O executivo da Câmara de Lisboa vai ter 124 assessores e secretárias a apoiar 17 vereadores, e já começou a assinar contratos, revela este sábado o jornal Sol. Alguns dos assessores contratados são ex-candidatos autárquicos que não foram eleitos.

O executivo da Câmara Municipal de Lisboa vai contratar 124 assessores, adjuntos, chefes de gabinete e secretárias neste mandato, revela o jornal Sol na sua edição deste sábado.

De acordo com a Lei 75/2013, que define o número de funcionários para apoio dos membros dos executivos camarários, o presidente da Câmara e os vereadores de Lisboa têm direito a um total de 10 adjuntos e 9 secretários, além do chefe de gabinete a que Fernando Medina tem direito por lei.

Mas, tal como acontece com a Assembleia Municipal, também no Executivo camarário Lisboa adoptou há alguns anos um regime que lhe permite contratar mais assessores do que o apoio técnico actualmente previsto no Regime Jurídico das Autarquias Locais.
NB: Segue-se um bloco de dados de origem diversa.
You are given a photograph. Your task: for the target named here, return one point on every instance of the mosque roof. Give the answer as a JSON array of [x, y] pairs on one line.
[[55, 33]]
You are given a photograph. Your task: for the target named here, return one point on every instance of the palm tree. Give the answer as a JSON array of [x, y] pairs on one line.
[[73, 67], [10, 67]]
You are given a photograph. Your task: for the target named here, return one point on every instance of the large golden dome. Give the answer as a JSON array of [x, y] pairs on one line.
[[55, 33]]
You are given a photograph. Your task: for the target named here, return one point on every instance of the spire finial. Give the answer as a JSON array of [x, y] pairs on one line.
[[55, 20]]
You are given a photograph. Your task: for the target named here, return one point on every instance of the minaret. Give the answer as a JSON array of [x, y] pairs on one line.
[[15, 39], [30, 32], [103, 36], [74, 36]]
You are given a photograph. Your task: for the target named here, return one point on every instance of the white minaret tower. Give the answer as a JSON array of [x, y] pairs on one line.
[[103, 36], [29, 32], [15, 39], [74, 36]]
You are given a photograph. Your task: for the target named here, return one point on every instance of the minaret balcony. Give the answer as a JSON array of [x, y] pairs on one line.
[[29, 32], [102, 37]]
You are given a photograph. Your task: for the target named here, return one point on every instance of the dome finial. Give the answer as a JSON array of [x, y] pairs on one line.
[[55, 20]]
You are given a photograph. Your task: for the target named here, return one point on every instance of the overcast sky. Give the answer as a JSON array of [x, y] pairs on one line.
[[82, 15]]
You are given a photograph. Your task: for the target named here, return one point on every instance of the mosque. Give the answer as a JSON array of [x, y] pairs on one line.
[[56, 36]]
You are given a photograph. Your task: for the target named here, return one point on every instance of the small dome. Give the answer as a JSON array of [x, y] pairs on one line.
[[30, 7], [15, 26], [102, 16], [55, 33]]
Os primeiros contratos, que foram publicados no portal Base, revelam que alguns dos assessores agora contratados pelo executivo camarário foram candidatos nas últimas Eleições Autárquicas.
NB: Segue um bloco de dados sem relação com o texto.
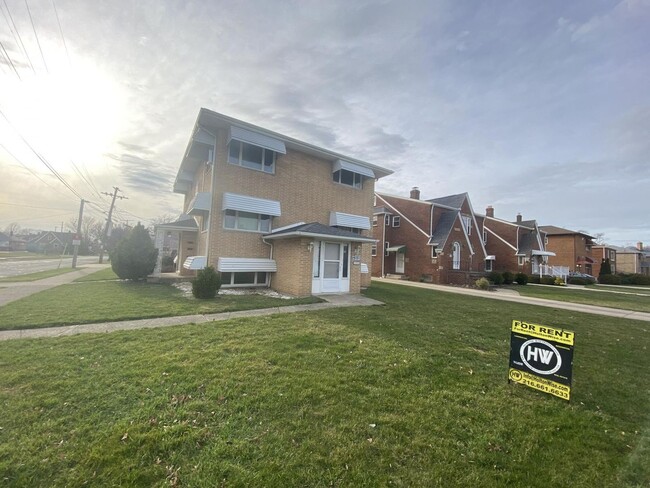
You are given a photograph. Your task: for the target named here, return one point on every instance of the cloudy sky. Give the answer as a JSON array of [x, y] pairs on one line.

Os valores previstos variam, havendo contratos de assessoria a contemplar o pagamento de 3.700 euros mensais mais IVA. Segundo adianta o semanário, a Câmara lisboeta vai pagar 500 mil euros a um só assessor.
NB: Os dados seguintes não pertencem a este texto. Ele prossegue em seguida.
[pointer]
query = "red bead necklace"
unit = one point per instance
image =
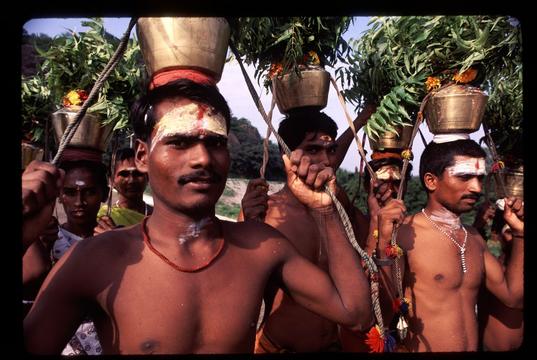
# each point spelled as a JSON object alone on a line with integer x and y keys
{"x": 147, "y": 241}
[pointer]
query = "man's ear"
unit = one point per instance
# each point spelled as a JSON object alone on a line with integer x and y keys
{"x": 430, "y": 181}
{"x": 141, "y": 157}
A notícia surge depois de a semana passada o mesmo semanário ter denunciado os ordenados acima da média para assessores dos deputados municipais, com casos como de um assessor a ganhar 3752 euros por mês, quase tanto como um deputado da Assembleia (em média, 3816 € mensais), e de secretárias a ganhar 2800 euros – acima da média dos professores universitários, médicos ou diplomatas.

Fora destas contas estão os salários de secretárias e assessores da Presidente da Assembleia Municipal, Helena Roseta, e dos dois secretários, com os quais estes são gastos mais 20.615 euros mensais.

Entre os assessores contratados pela Assembleia Municipal e os contratados pelo executivo de Fernando Medina, “os boys & girls custam a Lisboa 5 milhões de euros por ano“, conclui o semanário.